Google has joined Facebook's Open Compute Project and submitted a 48-volt rack design

The company also wants to replace the aging SNMP communications protocol

Google has joined Facebook's Open Compute Project and proposed a new design for server racks that could help cloud data centers cut their energy bills.

The OCP was started by Facebook six years ago as a way for end-user companies to get together and design their own data center equipment, free of the unneeded features that drive up costs for traditional vendor products.

Other big cloud providers such as Microsoft jumped on board, but Google, which is known for operating some of the world's most advanced data centers, stayed away.
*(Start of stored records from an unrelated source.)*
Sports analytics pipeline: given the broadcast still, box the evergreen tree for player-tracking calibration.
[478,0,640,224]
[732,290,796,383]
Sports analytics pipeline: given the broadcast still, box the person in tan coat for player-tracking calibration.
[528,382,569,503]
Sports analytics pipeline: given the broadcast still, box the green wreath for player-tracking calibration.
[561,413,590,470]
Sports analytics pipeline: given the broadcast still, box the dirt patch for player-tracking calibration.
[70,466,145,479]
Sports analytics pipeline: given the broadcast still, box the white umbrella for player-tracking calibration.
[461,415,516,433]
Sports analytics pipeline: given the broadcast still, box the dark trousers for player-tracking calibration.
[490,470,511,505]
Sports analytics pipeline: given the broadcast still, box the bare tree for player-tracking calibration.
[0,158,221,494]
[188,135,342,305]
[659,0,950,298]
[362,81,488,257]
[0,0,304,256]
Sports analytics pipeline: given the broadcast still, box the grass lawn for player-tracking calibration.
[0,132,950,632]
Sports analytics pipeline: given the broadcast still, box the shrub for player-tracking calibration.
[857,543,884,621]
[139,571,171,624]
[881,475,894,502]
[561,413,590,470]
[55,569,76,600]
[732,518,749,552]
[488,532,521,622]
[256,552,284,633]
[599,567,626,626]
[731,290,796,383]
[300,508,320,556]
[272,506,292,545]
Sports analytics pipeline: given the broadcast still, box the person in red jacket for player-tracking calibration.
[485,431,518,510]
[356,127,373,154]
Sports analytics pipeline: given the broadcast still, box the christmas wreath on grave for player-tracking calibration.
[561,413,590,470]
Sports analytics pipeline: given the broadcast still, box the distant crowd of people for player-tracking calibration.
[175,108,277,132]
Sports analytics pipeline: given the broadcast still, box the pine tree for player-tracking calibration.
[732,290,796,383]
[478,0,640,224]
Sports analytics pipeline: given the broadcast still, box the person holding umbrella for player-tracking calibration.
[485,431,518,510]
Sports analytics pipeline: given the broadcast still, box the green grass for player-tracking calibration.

On Wednesday, at the OCP Summit in Silicon Valley, it said it has now joined.

Google's first contribution will be a new rack design that distributes power to servers at 48 volts, compared with the 12 volts that's common in most data centers. The increase will help to accommodate more powerful computing equipment. Google says the new design is more efficient than its old 12-volt system because it reduces electrical conversion losses by 30 percent.

Google says it's deployed thousands of the racks in its own data centers so the technology is ready for widespread use.

"The key thing that we figured out was, to get the efficiency in cost and power, you have to directly feed the 48 volts to the motherboard and convert it only in one step," Urs Holzle, the senior vice president in charge of Google's infrastructure, said at the OCP Summit. "So these workloads have only one AC-to-DC transformation step, and you step down the 48 volts -- for example, at the CPU -- to around 1 volt."

The higher voltage isn't the only change Google is pushing. The OCP's current rack design is too deep for the narrow aisles in Google's data centers, Holzle said, so Google's specification calls for a rack that's a bit shallower. He said standard server equipment still fits in the smaller racks.

Google and Facebook apparently worked on the design together, and Facebook may use the 48-volt racks in its own data centers, Holzle said. That would be an unusual level of cooperation between two companies that compete in other areas.

It's not clear why Google chose to join the OCP now, though if it wants the industry to rally behind a new power standard, the OCP is a good place to propagate it.

Google's membership makes Amazon the last of the four big hyperscale cloud providers that's not part of the OCP. Even Apple, which is known for being highly secretive, said it had joined the group last year.

Google has other OCP projects in mind as well."OCP is still light on software, and there's a lot more than could be standardized," Holzle said.

For example, it wants to develop an alternative to SNMP (Simple Network Management Protocol), which has been the standard for sharing operational data about equipment in data centers, such as temperatures and fan speeds.

"SNMP has been outdated for a while," Hozle said. "I think there's an opportunity to define standards in a way that will let every operator use the same one, and then every vendor to export their data in the right way."

He also mentioned hard disks as an area for improvement. Google submitted a paper at a Usenix conference last month that called on storage vendors to revamp spinning disk drives for use in cloud data centers.

"The basic idea is that large-scale operators don't care about individual disks, they care about thousands of discs that are tied together through a software system into a storage system," Holzle said.

"So there's lots of opportunities both in the physical form factor to save costs, and then in the overall architecture to save complexity."

The OCP Summit runs for two days. Intel, Microsoft and other companies are also submitting new specifications at the event.